Uber said Wednesday that its embattled chief executive Travis Kalanick had agreed to step down from his job, as the company tries to clean up a corporate culture that has sparked charges of harassment and discrimination.
Kalanick had already been on a leave of absence aimed at restoring confidence in the scandal-plagued ridesharing giant.
The New York Times reported earlier Wednesday that five of the company’s major investors had demanded his departure.
“I can confirm Travis has resigned,” a spokesman told AFP in an email.
He also quoted from a board statement saying that “Travis has always put Uber first”.
“This is a bold decision and a sign of his devotion and love for Uber,” the board said.
The pioneering company has been facing pressure to rein in a no-holds-barred management style led by Kalanick and to reform its workplace culture.
Kalanick is to stay on as a board member, Uber said.
The investors, who made their demand in a letter, include one of Uber’s biggest shareholders, the venture capital firm Benchmark, The New York Times said.
In the letter, titled “Moving Uber Forward”, the investors told Kalanick that he must immediately leave as part of a necessary change in leadership, the Times reported.
Kalanick consulted with at least one Uber board member, and after long discussions with some of the investors he agreed to step down, the paper said.
“I love Uber more than anything in the world and at this difficult moment in my personal life I have accepted the investors request to step aside so that Uber can go back to building rather than be distracted with another fight,” Kalanick said in a statement, quoted by The Times and confirmed by Uber.

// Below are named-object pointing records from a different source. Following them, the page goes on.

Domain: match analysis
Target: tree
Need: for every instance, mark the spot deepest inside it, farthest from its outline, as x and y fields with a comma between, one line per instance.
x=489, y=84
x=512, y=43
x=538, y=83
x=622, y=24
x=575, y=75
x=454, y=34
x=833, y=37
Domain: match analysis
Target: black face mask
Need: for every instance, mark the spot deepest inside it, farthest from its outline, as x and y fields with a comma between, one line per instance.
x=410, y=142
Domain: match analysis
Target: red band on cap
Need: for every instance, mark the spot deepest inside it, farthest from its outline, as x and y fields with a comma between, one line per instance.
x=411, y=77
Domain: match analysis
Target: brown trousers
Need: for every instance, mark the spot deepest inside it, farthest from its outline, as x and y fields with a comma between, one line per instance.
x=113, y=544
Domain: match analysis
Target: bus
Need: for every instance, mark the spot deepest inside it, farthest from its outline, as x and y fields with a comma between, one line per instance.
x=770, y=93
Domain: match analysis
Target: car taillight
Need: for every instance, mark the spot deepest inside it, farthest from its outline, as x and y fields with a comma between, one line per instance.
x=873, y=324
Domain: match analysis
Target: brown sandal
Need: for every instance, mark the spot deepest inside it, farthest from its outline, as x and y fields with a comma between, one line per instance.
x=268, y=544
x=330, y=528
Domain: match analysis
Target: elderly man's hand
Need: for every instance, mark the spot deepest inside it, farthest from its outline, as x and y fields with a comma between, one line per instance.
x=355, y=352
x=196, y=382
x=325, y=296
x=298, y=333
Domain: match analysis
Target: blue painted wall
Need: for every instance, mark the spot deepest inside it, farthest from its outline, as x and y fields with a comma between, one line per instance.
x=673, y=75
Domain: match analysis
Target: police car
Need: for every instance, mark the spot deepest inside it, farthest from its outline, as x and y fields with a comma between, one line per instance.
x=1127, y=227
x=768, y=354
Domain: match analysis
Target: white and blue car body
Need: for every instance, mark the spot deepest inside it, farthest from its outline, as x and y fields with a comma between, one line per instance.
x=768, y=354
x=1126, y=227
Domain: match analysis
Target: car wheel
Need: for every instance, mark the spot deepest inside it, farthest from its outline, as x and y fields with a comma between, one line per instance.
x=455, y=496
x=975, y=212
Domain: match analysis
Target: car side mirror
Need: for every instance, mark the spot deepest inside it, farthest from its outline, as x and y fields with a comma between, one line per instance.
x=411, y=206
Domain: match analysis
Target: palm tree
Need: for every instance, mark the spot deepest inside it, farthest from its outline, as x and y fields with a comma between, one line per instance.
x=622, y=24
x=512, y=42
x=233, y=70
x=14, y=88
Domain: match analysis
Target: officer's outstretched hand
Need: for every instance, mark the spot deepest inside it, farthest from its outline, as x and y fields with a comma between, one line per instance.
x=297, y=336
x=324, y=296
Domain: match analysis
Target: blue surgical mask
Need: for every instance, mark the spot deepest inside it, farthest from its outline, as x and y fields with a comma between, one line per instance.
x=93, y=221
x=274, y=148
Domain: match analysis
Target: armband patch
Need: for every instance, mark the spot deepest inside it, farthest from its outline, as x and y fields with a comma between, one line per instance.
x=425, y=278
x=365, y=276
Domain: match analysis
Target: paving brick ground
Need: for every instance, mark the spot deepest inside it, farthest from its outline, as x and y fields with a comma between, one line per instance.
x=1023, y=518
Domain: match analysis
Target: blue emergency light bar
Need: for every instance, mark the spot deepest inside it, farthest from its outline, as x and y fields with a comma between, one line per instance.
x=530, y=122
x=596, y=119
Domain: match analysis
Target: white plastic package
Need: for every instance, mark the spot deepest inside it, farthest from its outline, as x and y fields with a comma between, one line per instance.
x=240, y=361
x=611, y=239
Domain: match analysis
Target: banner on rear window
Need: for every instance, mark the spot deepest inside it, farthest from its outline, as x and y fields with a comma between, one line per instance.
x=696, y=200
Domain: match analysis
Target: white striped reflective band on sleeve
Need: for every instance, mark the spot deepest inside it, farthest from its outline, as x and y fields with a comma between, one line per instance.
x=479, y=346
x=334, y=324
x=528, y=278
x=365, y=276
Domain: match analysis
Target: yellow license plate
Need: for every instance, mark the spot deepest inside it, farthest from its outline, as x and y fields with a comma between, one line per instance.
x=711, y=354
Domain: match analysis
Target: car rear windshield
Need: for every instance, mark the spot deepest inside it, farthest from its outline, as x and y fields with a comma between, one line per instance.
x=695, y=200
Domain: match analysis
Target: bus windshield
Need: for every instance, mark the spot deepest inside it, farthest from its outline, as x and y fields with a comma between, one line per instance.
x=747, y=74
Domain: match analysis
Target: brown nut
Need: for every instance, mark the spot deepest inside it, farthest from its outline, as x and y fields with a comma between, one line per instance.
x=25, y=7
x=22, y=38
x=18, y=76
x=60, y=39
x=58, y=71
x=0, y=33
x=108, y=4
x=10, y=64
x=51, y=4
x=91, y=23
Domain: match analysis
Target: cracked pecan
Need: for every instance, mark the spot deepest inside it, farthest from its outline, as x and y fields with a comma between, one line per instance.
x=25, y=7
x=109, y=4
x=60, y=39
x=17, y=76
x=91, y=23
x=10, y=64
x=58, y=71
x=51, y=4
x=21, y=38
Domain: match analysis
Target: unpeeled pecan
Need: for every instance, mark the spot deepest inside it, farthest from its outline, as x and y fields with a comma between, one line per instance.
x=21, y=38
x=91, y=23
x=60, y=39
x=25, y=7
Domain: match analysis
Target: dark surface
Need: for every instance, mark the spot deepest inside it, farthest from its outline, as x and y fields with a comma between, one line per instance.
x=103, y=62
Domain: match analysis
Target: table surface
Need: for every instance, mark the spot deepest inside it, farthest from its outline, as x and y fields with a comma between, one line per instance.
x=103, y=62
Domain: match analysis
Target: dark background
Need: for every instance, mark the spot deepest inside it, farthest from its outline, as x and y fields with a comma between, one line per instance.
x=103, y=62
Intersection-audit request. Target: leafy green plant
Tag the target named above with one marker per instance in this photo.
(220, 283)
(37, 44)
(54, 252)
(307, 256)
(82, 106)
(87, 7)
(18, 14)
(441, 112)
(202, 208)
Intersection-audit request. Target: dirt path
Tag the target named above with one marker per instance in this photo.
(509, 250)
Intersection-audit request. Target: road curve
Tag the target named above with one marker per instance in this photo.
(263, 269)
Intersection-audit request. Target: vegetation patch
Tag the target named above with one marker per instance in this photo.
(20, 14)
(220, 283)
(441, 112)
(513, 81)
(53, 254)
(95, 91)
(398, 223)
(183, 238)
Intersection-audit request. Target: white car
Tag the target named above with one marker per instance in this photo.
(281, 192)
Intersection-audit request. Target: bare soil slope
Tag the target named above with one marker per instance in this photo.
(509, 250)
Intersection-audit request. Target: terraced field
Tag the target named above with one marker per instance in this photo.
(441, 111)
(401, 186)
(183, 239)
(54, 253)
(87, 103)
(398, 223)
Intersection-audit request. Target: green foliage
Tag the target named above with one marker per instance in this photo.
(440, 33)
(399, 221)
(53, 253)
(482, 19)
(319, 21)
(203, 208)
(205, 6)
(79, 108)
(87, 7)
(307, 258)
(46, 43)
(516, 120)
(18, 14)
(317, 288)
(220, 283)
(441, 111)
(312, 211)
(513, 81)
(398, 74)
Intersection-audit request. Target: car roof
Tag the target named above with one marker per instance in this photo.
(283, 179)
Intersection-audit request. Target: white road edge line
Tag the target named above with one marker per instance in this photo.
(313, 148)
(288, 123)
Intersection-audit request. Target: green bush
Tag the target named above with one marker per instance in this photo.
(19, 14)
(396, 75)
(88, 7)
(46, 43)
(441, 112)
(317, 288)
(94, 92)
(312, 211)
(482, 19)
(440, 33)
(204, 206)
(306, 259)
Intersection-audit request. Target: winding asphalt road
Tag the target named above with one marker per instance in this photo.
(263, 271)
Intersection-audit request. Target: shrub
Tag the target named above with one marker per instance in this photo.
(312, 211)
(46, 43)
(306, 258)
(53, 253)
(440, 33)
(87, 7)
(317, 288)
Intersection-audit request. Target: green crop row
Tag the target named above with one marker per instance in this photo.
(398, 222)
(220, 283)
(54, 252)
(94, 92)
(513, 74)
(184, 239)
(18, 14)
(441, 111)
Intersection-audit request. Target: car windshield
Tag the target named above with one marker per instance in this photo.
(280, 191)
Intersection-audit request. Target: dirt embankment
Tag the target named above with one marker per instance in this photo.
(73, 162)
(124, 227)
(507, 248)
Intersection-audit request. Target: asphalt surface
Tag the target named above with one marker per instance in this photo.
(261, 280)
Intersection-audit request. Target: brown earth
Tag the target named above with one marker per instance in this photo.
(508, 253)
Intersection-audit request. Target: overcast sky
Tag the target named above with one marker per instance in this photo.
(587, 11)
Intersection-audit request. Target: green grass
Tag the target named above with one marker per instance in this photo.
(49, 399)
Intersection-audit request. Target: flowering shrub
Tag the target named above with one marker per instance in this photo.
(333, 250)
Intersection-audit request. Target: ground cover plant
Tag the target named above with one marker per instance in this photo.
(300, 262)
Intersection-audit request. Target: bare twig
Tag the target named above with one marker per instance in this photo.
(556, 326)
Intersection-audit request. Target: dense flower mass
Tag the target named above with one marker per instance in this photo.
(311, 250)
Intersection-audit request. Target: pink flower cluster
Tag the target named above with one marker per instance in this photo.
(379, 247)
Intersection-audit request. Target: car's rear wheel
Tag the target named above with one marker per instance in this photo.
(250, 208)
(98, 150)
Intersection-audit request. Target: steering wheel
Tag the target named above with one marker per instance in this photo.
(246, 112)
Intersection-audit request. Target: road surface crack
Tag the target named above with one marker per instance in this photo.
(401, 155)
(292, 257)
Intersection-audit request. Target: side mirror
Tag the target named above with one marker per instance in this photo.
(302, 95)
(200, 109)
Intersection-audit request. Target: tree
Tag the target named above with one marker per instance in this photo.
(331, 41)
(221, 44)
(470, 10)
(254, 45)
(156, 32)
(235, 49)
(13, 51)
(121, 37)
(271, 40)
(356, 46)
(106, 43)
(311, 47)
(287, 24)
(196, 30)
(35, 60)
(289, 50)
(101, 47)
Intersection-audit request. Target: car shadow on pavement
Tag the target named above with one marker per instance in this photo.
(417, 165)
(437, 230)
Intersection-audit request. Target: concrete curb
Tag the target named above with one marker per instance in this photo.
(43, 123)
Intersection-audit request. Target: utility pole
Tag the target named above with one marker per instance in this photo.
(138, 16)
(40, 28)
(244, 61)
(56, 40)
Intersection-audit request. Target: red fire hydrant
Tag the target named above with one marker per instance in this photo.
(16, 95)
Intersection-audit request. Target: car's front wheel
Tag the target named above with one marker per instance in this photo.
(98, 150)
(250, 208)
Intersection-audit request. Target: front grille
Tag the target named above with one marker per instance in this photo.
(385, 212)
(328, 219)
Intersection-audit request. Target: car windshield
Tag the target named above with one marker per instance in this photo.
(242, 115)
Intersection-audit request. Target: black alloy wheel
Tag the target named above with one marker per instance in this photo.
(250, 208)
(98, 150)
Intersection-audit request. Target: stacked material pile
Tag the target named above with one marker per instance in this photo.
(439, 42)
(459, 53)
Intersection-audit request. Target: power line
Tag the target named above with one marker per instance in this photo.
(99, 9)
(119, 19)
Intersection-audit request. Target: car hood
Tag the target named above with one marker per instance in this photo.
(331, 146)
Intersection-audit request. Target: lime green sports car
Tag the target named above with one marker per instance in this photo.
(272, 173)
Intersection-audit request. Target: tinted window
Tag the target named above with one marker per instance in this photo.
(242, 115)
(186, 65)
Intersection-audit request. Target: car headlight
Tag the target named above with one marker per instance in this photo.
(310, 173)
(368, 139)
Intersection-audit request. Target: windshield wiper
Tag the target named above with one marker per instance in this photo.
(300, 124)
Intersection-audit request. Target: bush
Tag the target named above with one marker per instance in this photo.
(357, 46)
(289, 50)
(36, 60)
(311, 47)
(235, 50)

Last week, Kalanick said one of the reasons for taking a leave of absence was the recent death of his mother.
Uber, which is the world’s richest venture-backed startup, valued at some $68 billion, operates in dozens of countries despite problems with regulators in many jurisdictions and protests from established taxi operators.
Kalanick had been seen as the driving force behind Uber despite a series of embarrassing missteps.
Earlier this month the group, based in San Francisco, parted ways with its number two executive, Emil Michael, who had reportedly been linked to a number of questionable practices at Uber, including a visit to a South Korean escort-karaoke bar and an attempt to dig up embarrassing information on journalists.
A week earlier Uber said it had fired 20 people after examining 215 claims of discrimination, harassment, unprofessional behavior and bullying.
Uber also this month released a 13-page document calling for major reforms at the company based on a probe led by former US attorney general Eric Holder, who investigated allegations of misconduct and ethical lapses.
The report, recommendations of which were adopted by the board, said Uber “should reformulate its written cultural values” to “reflect more inclusive and positive behaviors”.